When they got a fish, they would waddle over to the water’s edge, hold the wriggling fish down with one pad, neatly strip off the fillet on one side with a single paw swipe, flip the fish, and fillet the other side, eat both fillets, leave the head and carcass for the gulls and waddle back out for another!
And it was obvious that the alpha male – the biggest one on the river that day – had the primo spot with the best fishing, snapping a fish out of the air, retreating to fillet and eat, then back out to his spot to do it all over again. As we watched a smaller bear, a female, arrived at the stream with two cubs in tow. There was a big spruce tree by the stream, and the trio passed, the moma bear looked up at the tree meaningfully, and swatted the cubs who instantly got the message: scoot up the tree and stay there until I’m done fishing. Being a smaller female she didn’t challenge the big males that were in the actual falls, but waded through the river, tediously chasing salmon into the shallows where she could drive one ashore to eat. Took longer but she got what she wanted.
Then when our son, Matthew, and our group was walking back, there was a rustling in the woods and a female brown bear appeared out of the bushes with two very large cubs with her – a potentially dangerous situation. So our little group walked backwards as fast as we could.. except for our son, who was running down the road as fast as he could go….!

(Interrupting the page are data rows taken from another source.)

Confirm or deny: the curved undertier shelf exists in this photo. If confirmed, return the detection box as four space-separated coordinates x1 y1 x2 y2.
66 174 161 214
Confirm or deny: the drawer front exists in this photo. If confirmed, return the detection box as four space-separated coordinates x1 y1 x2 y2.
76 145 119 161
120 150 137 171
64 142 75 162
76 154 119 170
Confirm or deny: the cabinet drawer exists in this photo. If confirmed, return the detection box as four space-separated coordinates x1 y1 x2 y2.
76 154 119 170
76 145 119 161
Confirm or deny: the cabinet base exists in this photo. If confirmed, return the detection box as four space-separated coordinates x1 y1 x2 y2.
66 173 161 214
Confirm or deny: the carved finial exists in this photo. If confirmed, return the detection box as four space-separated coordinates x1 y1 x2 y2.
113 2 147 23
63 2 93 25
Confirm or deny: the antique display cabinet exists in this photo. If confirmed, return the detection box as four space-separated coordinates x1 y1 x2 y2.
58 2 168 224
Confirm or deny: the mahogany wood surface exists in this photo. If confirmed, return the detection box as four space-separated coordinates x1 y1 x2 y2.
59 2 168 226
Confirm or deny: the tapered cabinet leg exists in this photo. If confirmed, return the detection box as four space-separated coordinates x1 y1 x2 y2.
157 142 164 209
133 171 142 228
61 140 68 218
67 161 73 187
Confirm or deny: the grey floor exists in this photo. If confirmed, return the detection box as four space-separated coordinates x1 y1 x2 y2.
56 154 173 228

Most of the bears one is apt to find in Southeast Alaska are apt to be black bears, except on remote Admiralty Island, where there are a few ‘brownies.’ Black bears are smaller – big males might run 4-500 pounds. Black bears are very common around salmon streams in the summer when the fish are running – if you really want to see one, you might ask a taxi driver in one of the cruise ports – they are apt to know where there might be bears – it could be a nearby salmon stream, or likely as not, at the local dump!
‘Brownies’ are much, much larger – males can grow up to a thousand pounds or so, and are easily recognized by their brown color and very noticeable hump on their back behind their head. Grizzly bears are actually a slightly different species, found more inland than the coastal brown bears.
All these bears feed on salmon, berries, mussels, clams, pine nuts, moose, sheep, goats, and rodents.
Your best chance to actually see a bear from the ship would probably be in Glacier Bay, where you would be close to the shore. Bears could be along the shore, clamming or scraping mussels off the rocks like this guy, or in the open slopes above the water, scraping berries off the bushes. Look for a moving brown spot!